I was hoping someone had some info for me. I've seen this new Essie nail color called Mint Candy Apple that is a gorgeous cream mint green in a couple of magazines and I've tried Googling it and going to Essie's site and there is no hint of information anywhere. Does anyone know anything about this particular shade or if it's in a collection due to come out? I really want this polish 
	

	
	
		
		

		
		
	


	




 in a bad way and I'm frustrated that I can't seem to find it!_

 

 read on some website that Essies MintCandy Apple will be sold on the Essie website starting October 15th.  I was also looking for this collection because i had seen it in Cosmo. I just want the polish Rock Candy and maybe Lolli Pop.


----------



## gildedangel (Oct 12, 2009)

The collection that this color will be in (Essies Winter Collection) will come out in stores that sell Essie on November 1st!


----------



## coachkitten (Oct 22, 2009)

I just purchased this color a few days ago.  I am kicking myself for not getting Chanel's Jade so this will have to do.  I know that they are not exact dupes but it is such a pretty color that I am satifsied!  I also got the new lollipop shade.  Can't wait to get them in the mail!!


----------



## macaddict83 (Oct 22, 2009)

Quote:

   Originally Posted by *coachkitten* 

 
_I just purchased this color a few days ago.  I am kicking myself for not getting Chanel's Jade so this will have to do.  I know that they are not exact dupes but it is such a pretty color that I am satifsied!  I also got the new lollipop shade.  Can't wait to get them in the mail!!_

 
Ahh didn't see this thead earlier. Here is my question. How close is Mint Candy Apple to Peppermint Patty? Could you swatch them for me, if you have PP that is? Otherwise would you be able to swatch Mint Candy Apple? TY in advance.


----------



## kdemers1221 (Oct 22, 2009)

this girls blog has a swatch of mint candy apple as well as the other two colors, lollipop and rock candy. 

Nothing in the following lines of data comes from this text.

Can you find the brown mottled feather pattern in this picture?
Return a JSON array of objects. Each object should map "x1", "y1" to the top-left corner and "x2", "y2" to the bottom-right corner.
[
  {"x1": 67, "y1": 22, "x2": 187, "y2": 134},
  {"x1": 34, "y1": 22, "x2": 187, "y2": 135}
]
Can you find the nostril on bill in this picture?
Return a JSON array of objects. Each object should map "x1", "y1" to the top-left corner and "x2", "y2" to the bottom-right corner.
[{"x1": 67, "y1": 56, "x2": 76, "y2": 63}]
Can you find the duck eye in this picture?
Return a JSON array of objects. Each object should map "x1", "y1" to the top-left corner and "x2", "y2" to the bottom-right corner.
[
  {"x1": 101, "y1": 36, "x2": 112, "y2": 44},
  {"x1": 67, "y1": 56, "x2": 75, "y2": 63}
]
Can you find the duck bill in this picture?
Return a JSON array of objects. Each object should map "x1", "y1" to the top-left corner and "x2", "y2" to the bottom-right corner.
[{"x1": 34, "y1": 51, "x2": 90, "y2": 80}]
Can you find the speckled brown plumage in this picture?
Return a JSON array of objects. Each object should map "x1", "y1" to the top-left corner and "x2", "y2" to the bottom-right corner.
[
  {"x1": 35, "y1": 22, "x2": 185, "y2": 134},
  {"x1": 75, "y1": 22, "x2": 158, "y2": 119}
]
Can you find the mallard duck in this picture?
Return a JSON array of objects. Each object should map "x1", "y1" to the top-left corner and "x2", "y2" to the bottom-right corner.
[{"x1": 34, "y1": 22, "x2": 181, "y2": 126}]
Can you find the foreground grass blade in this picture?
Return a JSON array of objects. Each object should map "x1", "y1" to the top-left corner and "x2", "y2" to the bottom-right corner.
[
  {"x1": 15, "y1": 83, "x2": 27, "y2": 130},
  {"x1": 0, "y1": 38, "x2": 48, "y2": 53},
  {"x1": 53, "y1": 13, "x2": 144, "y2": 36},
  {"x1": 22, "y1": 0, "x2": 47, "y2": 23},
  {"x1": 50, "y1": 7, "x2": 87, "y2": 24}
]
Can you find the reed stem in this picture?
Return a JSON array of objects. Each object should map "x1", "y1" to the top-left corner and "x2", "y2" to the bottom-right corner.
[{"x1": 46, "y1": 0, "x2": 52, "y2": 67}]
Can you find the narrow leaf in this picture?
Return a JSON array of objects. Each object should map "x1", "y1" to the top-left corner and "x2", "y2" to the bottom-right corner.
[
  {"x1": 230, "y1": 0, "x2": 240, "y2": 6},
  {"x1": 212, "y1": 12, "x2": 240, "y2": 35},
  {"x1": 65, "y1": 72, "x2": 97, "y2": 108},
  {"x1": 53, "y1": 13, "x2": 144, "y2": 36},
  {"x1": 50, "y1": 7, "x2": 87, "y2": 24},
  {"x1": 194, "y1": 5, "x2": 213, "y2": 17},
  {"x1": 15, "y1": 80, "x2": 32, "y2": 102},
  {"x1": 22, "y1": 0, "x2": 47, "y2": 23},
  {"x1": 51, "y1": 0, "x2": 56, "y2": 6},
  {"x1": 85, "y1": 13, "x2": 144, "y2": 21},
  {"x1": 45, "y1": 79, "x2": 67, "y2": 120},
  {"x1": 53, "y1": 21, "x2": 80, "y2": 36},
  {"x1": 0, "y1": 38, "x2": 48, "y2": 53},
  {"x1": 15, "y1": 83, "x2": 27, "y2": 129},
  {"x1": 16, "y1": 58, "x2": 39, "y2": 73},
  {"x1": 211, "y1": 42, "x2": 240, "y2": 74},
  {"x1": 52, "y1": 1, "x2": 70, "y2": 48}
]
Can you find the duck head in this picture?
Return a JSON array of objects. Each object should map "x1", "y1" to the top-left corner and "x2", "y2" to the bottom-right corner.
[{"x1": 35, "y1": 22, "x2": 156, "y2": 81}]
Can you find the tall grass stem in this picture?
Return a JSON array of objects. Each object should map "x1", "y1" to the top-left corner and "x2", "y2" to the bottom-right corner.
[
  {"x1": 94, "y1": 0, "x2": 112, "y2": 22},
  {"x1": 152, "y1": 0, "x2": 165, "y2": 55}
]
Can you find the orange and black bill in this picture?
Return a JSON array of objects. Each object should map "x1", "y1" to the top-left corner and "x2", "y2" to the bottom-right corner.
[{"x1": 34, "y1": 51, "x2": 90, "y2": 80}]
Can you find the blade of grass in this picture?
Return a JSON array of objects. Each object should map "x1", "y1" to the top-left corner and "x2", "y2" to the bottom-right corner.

It’s That Sweet Time of the Year, Essie: Essie Winter 2009: Makeup and Beauty Blog: Makeup Reviews, Beauty Tips and Drugstore Beauty Finds


----------



## macaddict83 (Oct 22, 2009)

Quote:

   Originally Posted by *kdemers1221* 

 
_this girls blog has a swatch of mint candy apple as well as the other two colors, lollipop and rock candy. 

It’s That Sweet Time of the Year, Essie: Essie Winter 2009: Makeup and Beauty Blog: Makeup Reviews, Beauty Tips and Drugstore Beauty Finds_

 
ah ha, so it is similar. Seems to me that Jade is closer to Peppermint Patty than Mint Candy Apple. Mint Candy Apple seems to have more sheen in it to make it more of a Lustre finish rather than the matte appearance of Peppermint Patty. (Hope that makes sense to you all)


----------



## Shadowy Lady (Oct 22, 2009)

My Trade Secret won't get this until November 1st 
	

	
	
		
		

		
		
	


	




 I'm not happy, I was craving mint coloured nails today :/


----------



## coachkitten (Oct 24, 2009)

Quote:

   Originally Posted by *macaddict83* 

 
_Ahh didn't see this thead earlier. Here is my question. How close is Mint Candy Apple to Peppermint Patty? Could you swatch them for me, if you have PP that is? Otherwise would you be able to swatch Mint Candy Apple? TY in advance._

 
I don't have peppermint patti nail polish anymore but I will do swatches of the polishes when I get them!


----------



## Jessica0984 (Oct 24, 2009)

I too am kicking myself for not getting the Chanel Jade polish. I didn't like it in the bottle but once I saw swatches I loved it! But by the time I went to get it, it was sold out everywhere.


----------



## LMD84 (Oct 25, 2009)

i shall be getting this polish as soon as it pops up on transdesign 
	

	
	
		
		

		
		
	


	




 it looks fabulous!


----------